= Cognitive immunization =

Rejecting information misaligned with one's beliefs

Cognitive immunization refers to the psychological process of rejecting information that is misaligned with one's existing beliefs. Instead of updating beliefs when presented with new information, those who exhibit cognitive immunization will instead preserve their assumptions about themselves and the world.

Cognitive immunization is primarily studied in clinical psychology, often in conjunction with major depressive disorder and generalized anxiety disorder.

== Clinical relevance ==
Aaron T. Beck, a pioneer in cognitive behavioural therapy, first theorized that depression is rooted in negative beliefs about oneself. Many cognitive theories, as a result, propose that biased negative beliefs are a mechanism that perpetuate depression.

Studies have since found that those with major depressive disorder, or similar disordered thinking patterns, are more likely to use cognitive immunization to disregard positive information in favor of maintaining their negative beliefs. This can result in ongoing negative beliefs about oneself and sustained depressive episodes.

The relationship between expectations of oneself and cognitive immunization have also been studied in the context of persisting mental disorders. It has been found that those with mental health disorders are more likely to use cognitive immunization to reject positive expectations of themselves than those without mental health disorders. This indicates that the inhibition of cognitive immunization is an important mechanism to target in therapeutic intervention.

In this context, Expectation-Focused Psychological Interventions (EFPI), or therapy that tests the credibility of a patient's expectations, can be an impactful tool for those who exhibit cognitive immunization. EFPI allows therapists and practitioners to test the beliefs of those with depression or anxiety and to potentially correct any instances of cognitive immunization.
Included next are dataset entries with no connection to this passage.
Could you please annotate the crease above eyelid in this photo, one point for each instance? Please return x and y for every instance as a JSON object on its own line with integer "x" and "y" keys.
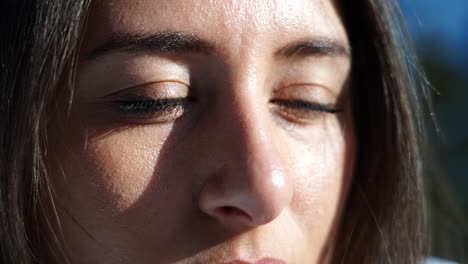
{"x": 165, "y": 89}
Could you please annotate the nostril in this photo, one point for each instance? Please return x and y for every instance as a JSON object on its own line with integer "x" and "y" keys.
{"x": 233, "y": 212}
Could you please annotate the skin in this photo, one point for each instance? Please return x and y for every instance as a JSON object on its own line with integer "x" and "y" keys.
{"x": 231, "y": 175}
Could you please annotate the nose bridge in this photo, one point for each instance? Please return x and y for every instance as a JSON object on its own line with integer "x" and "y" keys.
{"x": 253, "y": 179}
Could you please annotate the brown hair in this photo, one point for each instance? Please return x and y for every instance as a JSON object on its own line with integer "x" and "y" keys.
{"x": 382, "y": 221}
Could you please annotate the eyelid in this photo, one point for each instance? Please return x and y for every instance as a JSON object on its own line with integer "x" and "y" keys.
{"x": 155, "y": 89}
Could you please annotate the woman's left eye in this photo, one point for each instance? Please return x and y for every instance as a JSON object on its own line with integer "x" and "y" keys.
{"x": 299, "y": 111}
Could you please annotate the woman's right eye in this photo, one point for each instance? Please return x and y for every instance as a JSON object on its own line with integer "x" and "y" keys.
{"x": 152, "y": 110}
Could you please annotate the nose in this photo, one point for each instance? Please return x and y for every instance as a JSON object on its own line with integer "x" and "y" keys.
{"x": 250, "y": 186}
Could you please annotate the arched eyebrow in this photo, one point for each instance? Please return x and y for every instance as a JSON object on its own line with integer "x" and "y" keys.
{"x": 314, "y": 47}
{"x": 186, "y": 43}
{"x": 165, "y": 42}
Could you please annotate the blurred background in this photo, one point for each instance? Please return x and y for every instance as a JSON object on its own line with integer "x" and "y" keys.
{"x": 440, "y": 32}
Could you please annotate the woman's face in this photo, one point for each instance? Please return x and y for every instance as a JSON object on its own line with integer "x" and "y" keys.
{"x": 207, "y": 132}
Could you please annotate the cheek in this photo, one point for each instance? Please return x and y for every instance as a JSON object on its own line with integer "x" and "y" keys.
{"x": 322, "y": 171}
{"x": 114, "y": 170}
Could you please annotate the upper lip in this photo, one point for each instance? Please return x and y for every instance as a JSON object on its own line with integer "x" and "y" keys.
{"x": 262, "y": 261}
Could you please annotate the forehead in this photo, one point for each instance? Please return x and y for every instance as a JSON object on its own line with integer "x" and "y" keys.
{"x": 229, "y": 23}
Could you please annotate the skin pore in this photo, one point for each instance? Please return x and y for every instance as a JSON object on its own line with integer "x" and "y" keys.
{"x": 207, "y": 132}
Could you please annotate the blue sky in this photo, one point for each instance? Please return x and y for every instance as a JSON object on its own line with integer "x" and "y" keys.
{"x": 443, "y": 21}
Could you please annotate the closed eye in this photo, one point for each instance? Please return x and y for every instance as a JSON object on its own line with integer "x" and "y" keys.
{"x": 149, "y": 110}
{"x": 306, "y": 106}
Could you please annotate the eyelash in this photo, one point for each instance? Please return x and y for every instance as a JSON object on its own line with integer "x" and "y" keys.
{"x": 169, "y": 109}
{"x": 307, "y": 106}
{"x": 152, "y": 105}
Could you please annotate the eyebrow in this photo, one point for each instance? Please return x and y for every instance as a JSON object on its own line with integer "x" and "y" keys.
{"x": 185, "y": 43}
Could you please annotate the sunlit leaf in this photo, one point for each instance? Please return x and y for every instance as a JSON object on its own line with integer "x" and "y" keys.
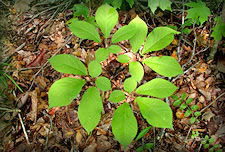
{"x": 68, "y": 64}
{"x": 63, "y": 91}
{"x": 90, "y": 108}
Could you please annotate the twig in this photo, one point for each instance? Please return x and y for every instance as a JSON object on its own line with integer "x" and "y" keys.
{"x": 24, "y": 130}
{"x": 9, "y": 110}
{"x": 181, "y": 36}
{"x": 193, "y": 51}
{"x": 186, "y": 137}
{"x": 203, "y": 50}
{"x": 185, "y": 71}
{"x": 212, "y": 102}
{"x": 42, "y": 67}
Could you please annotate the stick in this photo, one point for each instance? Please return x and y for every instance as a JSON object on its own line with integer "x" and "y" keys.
{"x": 24, "y": 130}
{"x": 212, "y": 102}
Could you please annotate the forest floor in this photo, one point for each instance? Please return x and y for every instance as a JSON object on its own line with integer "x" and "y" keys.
{"x": 28, "y": 124}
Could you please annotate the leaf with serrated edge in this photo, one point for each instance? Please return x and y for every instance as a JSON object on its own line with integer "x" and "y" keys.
{"x": 66, "y": 63}
{"x": 123, "y": 58}
{"x": 114, "y": 49}
{"x": 141, "y": 31}
{"x": 158, "y": 39}
{"x": 103, "y": 83}
{"x": 116, "y": 96}
{"x": 136, "y": 71}
{"x": 156, "y": 112}
{"x": 124, "y": 33}
{"x": 63, "y": 91}
{"x": 101, "y": 54}
{"x": 165, "y": 65}
{"x": 157, "y": 87}
{"x": 85, "y": 30}
{"x": 106, "y": 17}
{"x": 143, "y": 133}
{"x": 129, "y": 85}
{"x": 90, "y": 108}
{"x": 124, "y": 125}
{"x": 94, "y": 68}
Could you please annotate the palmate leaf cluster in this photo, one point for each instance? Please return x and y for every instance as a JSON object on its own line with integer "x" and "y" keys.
{"x": 155, "y": 111}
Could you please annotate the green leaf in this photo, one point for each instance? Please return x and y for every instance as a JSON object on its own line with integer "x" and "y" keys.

== Mechanisms and cognitive models ==
Cognitive immunization is considered a maladaptive cognitive process that rejects or dismisses expectation-disconfirming information. This phenomenon can be related to the violEx model, which examines how individuals adjust their expectations in light of new evidence.

According to this model, when an individual rejects novel information in favor of maintaining outdated or biased beliefs, they are cognitively immunizing themselves against disconfirming information.